If a prospect can establish himself as an AHL regular at 20, it bodes well for an NHL career, but does not guarantee it.
There are 15 players since 2010 who played successfully as AHL regulars age 20. They are: Teemu Hartikainen, Tyler Pitlick, Magnus Paajarvi, Martin Marincin, Martin Gernat, Bogdan Yakimov, Jujhar Khaira, Ethan Bear, Caleb Jones, Evan Bouchard, Ryan McLeod, Kailer Yamamoto, Dmitri Samorukov, Raphael Lavoie, Mike Kesselring.
The shocking number: six of the 15 came in the last two seasons. That’s Holland at work. We’re going to have to split Farm Workers into two segments: before and after Holland.
Pretty much everyone who is in the AHL past 21 is having some issues and may spend time meandering.
We may have to alter this a little, as Holland views the entry deal as both development time and an opportunity to slow down the pay scale. It’s effective in suppressing cap totals on the second contract and that will benefit as time goes on. Maybe not Bouchard, who I expect will post outstanding numbers, but others as they matriculate through the early portions of their NHL careers.
If you haven’t established yourself as a prospect by age 22, you’re in trouble. The players who will be successful have played at least some games in the NHL during entry deals.
Benson and Marody established themselves by age 22, now it’s Ostap Safin’s turn, Kirill Maksimov’s turn, Olivier Rodrigue’s turn. It’s an important line in the sand, and of course has a real impact on all prospects coming up to their second contract.
Exceptions are college men, who often turn pro at 22.
Marody arrived ready, and I have been impressed by Mike Kesselring and Phil Kemp. I believe college players are the route to go, but have always suspected the Oilers have issues with college defensemen. Call it the Jeff Petry syndrome. Hopefully the organization has matured in this area.

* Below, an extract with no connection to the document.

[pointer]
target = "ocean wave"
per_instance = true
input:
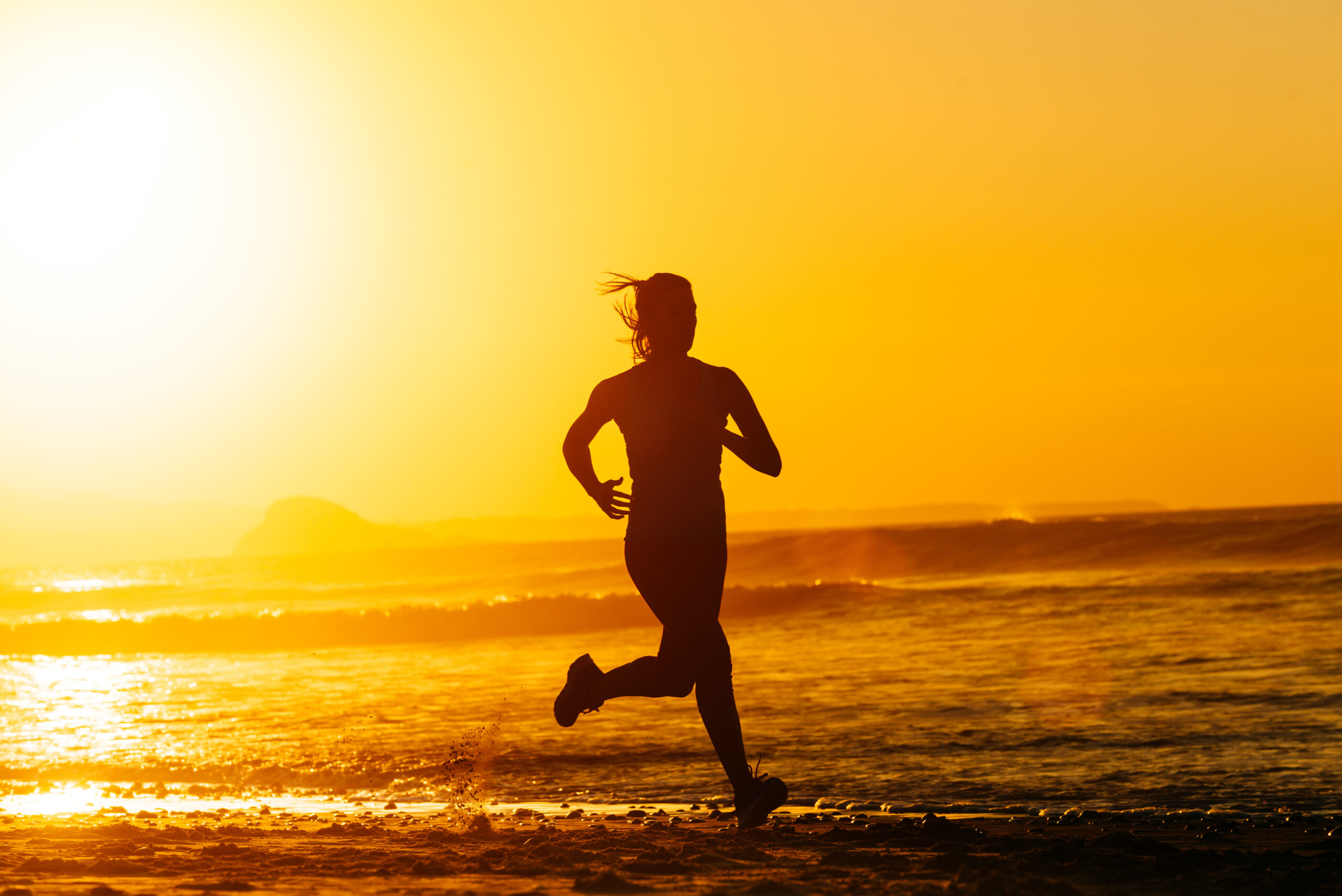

No matter what you and I think about a specific AHL player, the largest category of player in the minors is ‘tweener’.
Rob Schremp was a tweener. Anton Lander too. Linus Omark’s career is judged as a tweener despite my misgivings. Kirill Maksimov, Ostap Safin, Dylan Wells all qualify. I don’t believe Benson will land here, but this is the point where he’ll need to push through and win NHL work. Window closes quickly.
If we make a list of rfa’s each summer, we can probably pick the cuts and be pretty close.
A year ago, Ryan Mantha, Ryan Kuffner, Nolan Vesey, Cam Hebig, Logan Day, William Lagesson and Angus Redmond were all minor-league RFA’s. I picked Kuffner, Day and Lagesson as the keepers. Ken Holland surprised me, retaining only Lagesson.
This year’s RFA’s are Cooper Marody, Tyler Benson, Theodor Lennstrom, Stuart Skinner and Dylan Wells.
Sticky wicket here, as Lennstrom is the only player Holland brought into the organization. I will pick Marody, Benson, Lennstrom and Skinner as keepers, with only Wells exiting. We wait.
Dan Cleary, Fernando Pisani and Jason Chimera are the success stories in this study.
This, I think, is the key point in all of this ramble. Players who land in the AHL are working on something, grinding the edges off a game that is close but not quite NHL-ready. It’s usually defensive work that needs to be done, but maturation is also part of the deal.
Tyler Benson could be the next success story here. I mean it. He has flaws in his game and has worked on them. He needs to add as much speed as possible, and that might include training like Ethan Bear in the summer of 2019, and blowing the doors off previous fitness levels. That’s how Kyle Brodziak did it 14 years ago.
That’s Farm Workers for another year, thanks for reading.